Il faut favoriser uniquement les maternités qui ont un service de néonatalogie
Pr Damien Subtil, vice-président de la SFMP
Avec les tensions actuelles sur les ressources humaines, autant liées aux évolutions sociétales qu’à un manque d’attractivité des postes, il faudrait « favoriser uniquement les maternités qui ont un service de néonatalogie », encourage le Pr Subtil. En Suède, les fermetures de maternités ont été proportionnellement plus importantes qu’en France, mais la mortalité infantile y est d’environ 2‰ (contre 4,1‰ en France). Ces « fermetures ont été planifiées et réalisées dans le cadre d’une réorganisation globale de l’offre de soins, dont nous devrions nous inspirer », souligne-t-il. « La sécurité est la plus élevée dans les pays qui ont su renoncer aux petites maternités », abonde le CNGOF.
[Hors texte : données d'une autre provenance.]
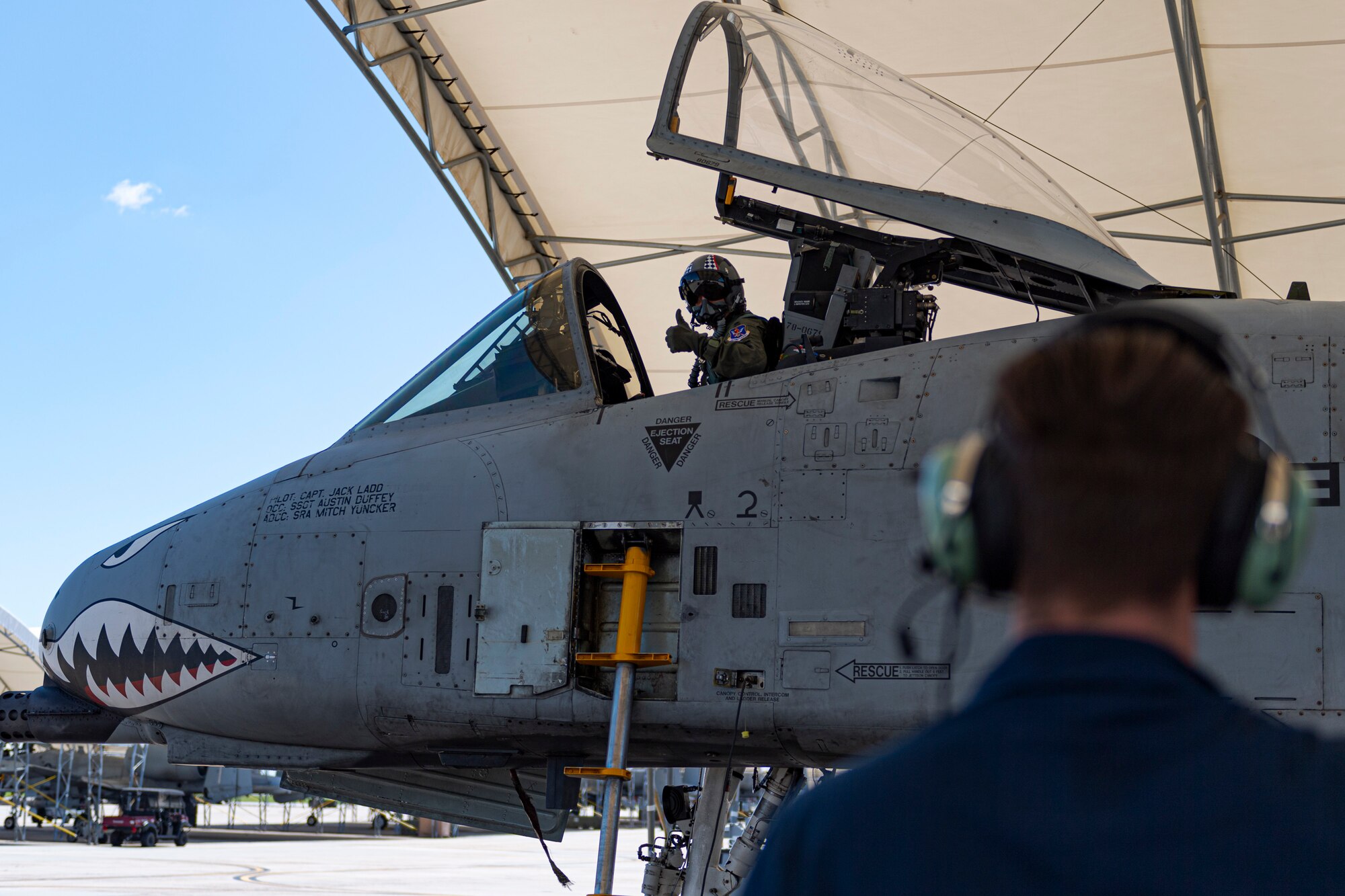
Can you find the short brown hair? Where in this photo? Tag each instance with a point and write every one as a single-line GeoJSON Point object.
{"type": "Point", "coordinates": [1118, 442]}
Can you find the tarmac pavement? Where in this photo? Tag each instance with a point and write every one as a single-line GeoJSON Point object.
{"type": "Point", "coordinates": [471, 865]}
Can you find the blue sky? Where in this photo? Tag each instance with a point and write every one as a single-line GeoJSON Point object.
{"type": "Point", "coordinates": [255, 309]}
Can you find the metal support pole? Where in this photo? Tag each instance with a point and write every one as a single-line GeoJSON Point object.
{"type": "Point", "coordinates": [1191, 69]}
{"type": "Point", "coordinates": [618, 739]}
{"type": "Point", "coordinates": [93, 790]}
{"type": "Point", "coordinates": [24, 756]}
{"type": "Point", "coordinates": [652, 811]}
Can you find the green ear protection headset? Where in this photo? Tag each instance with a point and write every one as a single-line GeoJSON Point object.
{"type": "Point", "coordinates": [1257, 536]}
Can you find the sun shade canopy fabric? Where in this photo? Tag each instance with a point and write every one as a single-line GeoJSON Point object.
{"type": "Point", "coordinates": [1176, 123]}
{"type": "Point", "coordinates": [20, 666]}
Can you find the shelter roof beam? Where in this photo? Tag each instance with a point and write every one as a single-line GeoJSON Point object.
{"type": "Point", "coordinates": [410, 128]}
{"type": "Point", "coordinates": [668, 247]}
{"type": "Point", "coordinates": [1159, 237]}
{"type": "Point", "coordinates": [404, 17]}
{"type": "Point", "coordinates": [1191, 69]}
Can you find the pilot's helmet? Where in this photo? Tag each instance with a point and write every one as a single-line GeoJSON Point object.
{"type": "Point", "coordinates": [718, 282]}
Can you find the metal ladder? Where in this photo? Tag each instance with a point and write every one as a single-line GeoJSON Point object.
{"type": "Point", "coordinates": [636, 573]}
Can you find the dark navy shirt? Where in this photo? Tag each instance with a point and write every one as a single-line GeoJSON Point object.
{"type": "Point", "coordinates": [1085, 764]}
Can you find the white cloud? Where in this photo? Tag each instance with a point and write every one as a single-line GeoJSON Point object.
{"type": "Point", "coordinates": [134, 196]}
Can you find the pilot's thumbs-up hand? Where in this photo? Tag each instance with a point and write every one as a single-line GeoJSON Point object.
{"type": "Point", "coordinates": [681, 337]}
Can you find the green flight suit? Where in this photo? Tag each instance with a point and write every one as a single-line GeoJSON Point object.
{"type": "Point", "coordinates": [730, 357]}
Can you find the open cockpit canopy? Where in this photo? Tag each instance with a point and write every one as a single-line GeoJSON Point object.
{"type": "Point", "coordinates": [774, 100]}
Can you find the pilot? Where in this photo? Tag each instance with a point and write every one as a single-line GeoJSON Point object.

Un registre des naissances pour comprendre la hausse de la mortalité infantile
Si le moratoire est loin de faire l’unanimité, les autres mesures adoptées en première lecture le 15 mai reçoivent un accueil plus favorable. C’est d’abord le cas de la création d’un registre national des naissances. Réclamée de longue date par différents acteurs, la création de ce registre a déjà été actée par la ministre du Travail, de la Santé, des Solidarités et des Familles, Catherine Vautrin, qui a annoncé début avril que le dispositif devrait être opérationnel début 2026. Il ne s’agit pas de créer un registre supplémentaire, mais de « faire communiquer » les données éparpillées dans différentes bases (Insee, Programme de médicalisation des systèmes d'information [PMSI] et Système national des données de santé [SNDS]), explique le Pr Subtil.
Autre proposition, la mise en place dans chaque maternité de formations aux gestes d’urgence en obstétrique, régulières et certifiées par la Haute Autorité de santé, est également saluée. Destinée à « renforcer la capacité des équipes médicales à faire face aux situations critiques, en particulier dans les structures isolées ou à faible effectif », selon la proposition de loi, la mesure est une « bonne idée », selon le Pr Subtil. « La question est désormais de savoir comment cela sera appliqué alors que les professionnels compétents sont déjà débordés », ajoute-t-il.
Plus globalement, la situation actuelle appelle la mise en œuvre d’un plan périnatal « ambitieux ». « On a laissé pourrir la situation », déplore le vice-président de la SFMP, souhaitant la création d’une commission pour dégager des propositions concertées. « C’est urgent », estime-t-il. « Il est grand temps que les politiques entendent les professionnels de terrain. Certains nous écoutent… Mais la plupart ne nous entendent pas ! », regrette la Pr Delphine Mitanchez, présidente de la SFMP.